Un tel niveau de taux d’emprunt n’a pas été atteint depuis très longtemps. En décembre 2021, pour un contrat identique, le taux n’était que de 0,85 %. Il a donc quadruplé en un peu plus d’un an. Ceux qui sont contraints de renouveler leurs équipements se tournent, lorsqu’ils sont disponibles, vers le financement des constructeurs.
Toujours plus sophistiqué
L’évolution de la technologie joue également un rôle dans la flambée des prix. Ainsi, sur le terrain, les agriculteurs constatent souvent des augmentations bien supérieures à 30 % sur certains équipements. Il y a d’abord celles qui sont provoquées par l’évolution des normes. Une double conduite de frein pneumatique coûte beaucoup plus cher qu’une simple conduite hydraulique.

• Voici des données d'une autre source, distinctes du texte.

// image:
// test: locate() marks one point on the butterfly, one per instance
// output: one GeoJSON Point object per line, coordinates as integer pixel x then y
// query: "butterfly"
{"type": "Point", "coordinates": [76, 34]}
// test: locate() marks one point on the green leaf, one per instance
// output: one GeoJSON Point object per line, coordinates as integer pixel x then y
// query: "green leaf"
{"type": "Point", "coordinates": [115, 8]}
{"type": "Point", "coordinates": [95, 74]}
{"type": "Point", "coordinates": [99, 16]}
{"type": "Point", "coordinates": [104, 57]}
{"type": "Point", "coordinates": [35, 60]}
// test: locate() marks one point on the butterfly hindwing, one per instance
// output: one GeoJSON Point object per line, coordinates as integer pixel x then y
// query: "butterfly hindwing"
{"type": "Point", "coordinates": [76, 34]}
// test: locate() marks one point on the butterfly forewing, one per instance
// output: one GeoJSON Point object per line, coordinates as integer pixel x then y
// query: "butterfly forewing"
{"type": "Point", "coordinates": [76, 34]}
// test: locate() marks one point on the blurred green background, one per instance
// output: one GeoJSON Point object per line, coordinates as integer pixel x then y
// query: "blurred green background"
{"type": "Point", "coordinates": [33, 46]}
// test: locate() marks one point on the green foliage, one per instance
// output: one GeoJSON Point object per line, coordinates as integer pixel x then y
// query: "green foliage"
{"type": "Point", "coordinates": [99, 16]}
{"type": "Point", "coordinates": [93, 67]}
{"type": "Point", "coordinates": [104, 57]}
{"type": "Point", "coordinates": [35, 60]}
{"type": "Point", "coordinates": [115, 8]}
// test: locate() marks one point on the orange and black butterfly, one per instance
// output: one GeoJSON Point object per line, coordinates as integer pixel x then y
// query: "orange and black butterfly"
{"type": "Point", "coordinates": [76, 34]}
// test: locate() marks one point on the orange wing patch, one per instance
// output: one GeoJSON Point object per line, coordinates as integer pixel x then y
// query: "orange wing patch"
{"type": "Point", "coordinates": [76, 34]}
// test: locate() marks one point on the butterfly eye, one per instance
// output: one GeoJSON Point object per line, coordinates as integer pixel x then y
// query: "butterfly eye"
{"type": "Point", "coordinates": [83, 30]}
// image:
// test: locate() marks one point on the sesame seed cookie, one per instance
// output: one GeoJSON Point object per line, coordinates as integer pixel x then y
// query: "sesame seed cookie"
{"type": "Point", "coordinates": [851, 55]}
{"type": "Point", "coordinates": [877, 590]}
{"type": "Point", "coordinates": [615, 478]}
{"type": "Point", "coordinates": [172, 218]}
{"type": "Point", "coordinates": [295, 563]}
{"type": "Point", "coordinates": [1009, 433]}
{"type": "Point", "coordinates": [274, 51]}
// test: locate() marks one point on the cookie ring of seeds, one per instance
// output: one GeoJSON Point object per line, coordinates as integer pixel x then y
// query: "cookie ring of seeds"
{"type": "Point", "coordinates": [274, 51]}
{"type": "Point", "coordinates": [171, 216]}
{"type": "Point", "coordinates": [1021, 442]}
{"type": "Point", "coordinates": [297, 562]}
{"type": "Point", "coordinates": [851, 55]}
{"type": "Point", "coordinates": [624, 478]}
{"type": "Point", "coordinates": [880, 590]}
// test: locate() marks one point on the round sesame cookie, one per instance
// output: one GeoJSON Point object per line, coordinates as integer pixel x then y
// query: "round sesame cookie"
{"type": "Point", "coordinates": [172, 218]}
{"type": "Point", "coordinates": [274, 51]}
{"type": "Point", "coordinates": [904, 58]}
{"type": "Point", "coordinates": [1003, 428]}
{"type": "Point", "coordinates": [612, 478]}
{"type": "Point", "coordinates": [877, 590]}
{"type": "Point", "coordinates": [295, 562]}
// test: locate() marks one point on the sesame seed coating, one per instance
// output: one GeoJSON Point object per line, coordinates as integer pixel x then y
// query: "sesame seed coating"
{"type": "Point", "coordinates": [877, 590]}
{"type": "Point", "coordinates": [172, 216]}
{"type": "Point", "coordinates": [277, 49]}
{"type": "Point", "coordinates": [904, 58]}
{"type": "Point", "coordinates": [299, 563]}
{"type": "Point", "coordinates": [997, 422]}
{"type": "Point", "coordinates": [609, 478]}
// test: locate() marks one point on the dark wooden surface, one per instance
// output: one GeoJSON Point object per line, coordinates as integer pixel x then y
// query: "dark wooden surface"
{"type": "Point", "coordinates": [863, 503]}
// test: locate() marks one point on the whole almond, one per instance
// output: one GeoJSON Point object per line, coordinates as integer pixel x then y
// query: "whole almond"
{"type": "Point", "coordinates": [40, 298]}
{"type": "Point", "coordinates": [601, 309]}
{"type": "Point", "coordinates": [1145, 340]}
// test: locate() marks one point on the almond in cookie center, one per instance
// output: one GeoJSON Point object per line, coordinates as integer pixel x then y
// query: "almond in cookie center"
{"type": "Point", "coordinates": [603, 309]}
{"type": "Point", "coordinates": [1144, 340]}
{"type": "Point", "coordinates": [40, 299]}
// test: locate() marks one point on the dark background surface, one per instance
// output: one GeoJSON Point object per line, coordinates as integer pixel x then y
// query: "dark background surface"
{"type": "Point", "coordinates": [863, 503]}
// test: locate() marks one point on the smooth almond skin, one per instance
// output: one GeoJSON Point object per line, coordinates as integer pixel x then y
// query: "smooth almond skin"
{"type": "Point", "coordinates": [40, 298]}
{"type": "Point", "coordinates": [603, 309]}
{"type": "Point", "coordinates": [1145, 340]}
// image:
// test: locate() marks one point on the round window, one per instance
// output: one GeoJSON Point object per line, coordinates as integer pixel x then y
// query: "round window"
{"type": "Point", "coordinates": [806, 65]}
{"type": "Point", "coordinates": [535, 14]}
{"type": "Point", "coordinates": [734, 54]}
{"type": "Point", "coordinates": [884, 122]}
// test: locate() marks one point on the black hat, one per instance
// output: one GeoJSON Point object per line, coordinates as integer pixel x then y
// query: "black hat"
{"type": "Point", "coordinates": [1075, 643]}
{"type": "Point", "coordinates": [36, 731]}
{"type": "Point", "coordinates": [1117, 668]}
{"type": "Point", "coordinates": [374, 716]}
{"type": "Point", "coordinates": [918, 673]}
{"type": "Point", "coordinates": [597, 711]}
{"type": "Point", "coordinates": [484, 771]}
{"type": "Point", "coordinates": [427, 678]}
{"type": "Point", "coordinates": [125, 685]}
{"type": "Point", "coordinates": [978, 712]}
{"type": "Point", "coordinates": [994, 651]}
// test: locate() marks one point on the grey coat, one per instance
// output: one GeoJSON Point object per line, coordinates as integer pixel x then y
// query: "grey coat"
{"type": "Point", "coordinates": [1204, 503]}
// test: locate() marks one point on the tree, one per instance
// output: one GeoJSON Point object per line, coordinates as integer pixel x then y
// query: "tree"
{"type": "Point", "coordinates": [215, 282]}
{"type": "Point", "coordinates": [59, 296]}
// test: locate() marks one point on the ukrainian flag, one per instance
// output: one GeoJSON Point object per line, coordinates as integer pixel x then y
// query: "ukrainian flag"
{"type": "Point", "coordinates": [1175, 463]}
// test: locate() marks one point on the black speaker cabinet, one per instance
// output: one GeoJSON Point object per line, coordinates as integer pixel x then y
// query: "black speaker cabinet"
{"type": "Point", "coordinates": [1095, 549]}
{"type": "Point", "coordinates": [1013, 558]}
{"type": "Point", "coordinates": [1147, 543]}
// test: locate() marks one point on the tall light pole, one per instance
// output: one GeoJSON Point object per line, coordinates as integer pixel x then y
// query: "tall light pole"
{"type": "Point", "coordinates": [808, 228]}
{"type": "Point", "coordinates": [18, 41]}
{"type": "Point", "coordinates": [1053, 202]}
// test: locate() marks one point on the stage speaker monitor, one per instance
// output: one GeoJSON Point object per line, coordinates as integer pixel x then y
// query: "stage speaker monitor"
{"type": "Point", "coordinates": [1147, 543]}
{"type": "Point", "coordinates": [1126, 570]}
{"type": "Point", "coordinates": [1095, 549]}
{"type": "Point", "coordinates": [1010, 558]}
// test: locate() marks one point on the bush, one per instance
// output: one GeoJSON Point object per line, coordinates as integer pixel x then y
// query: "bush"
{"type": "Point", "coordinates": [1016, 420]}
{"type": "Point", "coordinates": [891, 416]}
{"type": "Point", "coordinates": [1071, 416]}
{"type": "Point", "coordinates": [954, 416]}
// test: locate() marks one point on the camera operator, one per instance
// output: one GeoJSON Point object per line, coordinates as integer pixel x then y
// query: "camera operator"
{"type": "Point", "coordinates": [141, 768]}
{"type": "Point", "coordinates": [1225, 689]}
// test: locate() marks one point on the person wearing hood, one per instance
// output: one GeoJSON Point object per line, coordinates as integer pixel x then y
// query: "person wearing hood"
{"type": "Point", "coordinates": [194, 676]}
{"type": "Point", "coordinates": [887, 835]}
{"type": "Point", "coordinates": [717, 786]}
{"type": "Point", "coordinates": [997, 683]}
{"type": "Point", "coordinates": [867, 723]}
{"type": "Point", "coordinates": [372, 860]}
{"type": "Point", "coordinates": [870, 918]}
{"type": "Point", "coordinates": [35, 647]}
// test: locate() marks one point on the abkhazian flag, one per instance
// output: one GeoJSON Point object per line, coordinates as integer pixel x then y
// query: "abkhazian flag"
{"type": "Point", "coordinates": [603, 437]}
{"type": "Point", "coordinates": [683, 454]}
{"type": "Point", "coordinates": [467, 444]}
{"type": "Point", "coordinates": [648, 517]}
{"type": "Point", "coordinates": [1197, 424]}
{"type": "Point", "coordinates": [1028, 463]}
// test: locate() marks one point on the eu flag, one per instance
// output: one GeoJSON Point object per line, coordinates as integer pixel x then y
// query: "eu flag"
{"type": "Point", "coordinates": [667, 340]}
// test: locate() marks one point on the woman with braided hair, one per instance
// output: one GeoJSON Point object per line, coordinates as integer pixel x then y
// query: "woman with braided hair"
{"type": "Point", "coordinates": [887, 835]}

Mais on assiste aussi à une évolution dans les spécifications de base des équipements, notamment dans le domaine du désherbage mécanique où les herses de désherbage et de désherbage de 2024 n’ont plus rien à voir avec celles de 2015. Dans ce contexte, constructeurs et revendeurs craignent que les prix franchissent le seuil d’acceptabilité par les agriculteurs.
Et pourtant, après une moissonneuse-batteuse en 2019, c’est désormais un tracteur (le John Deere 9RX830) qui vient de franchir la barre symbolique du million d’euros. L’histoire ne dit pas dans quelles conditions il peut être amorti et si la trésorerie de l’exploitation survivra à ce prix stratosphérique.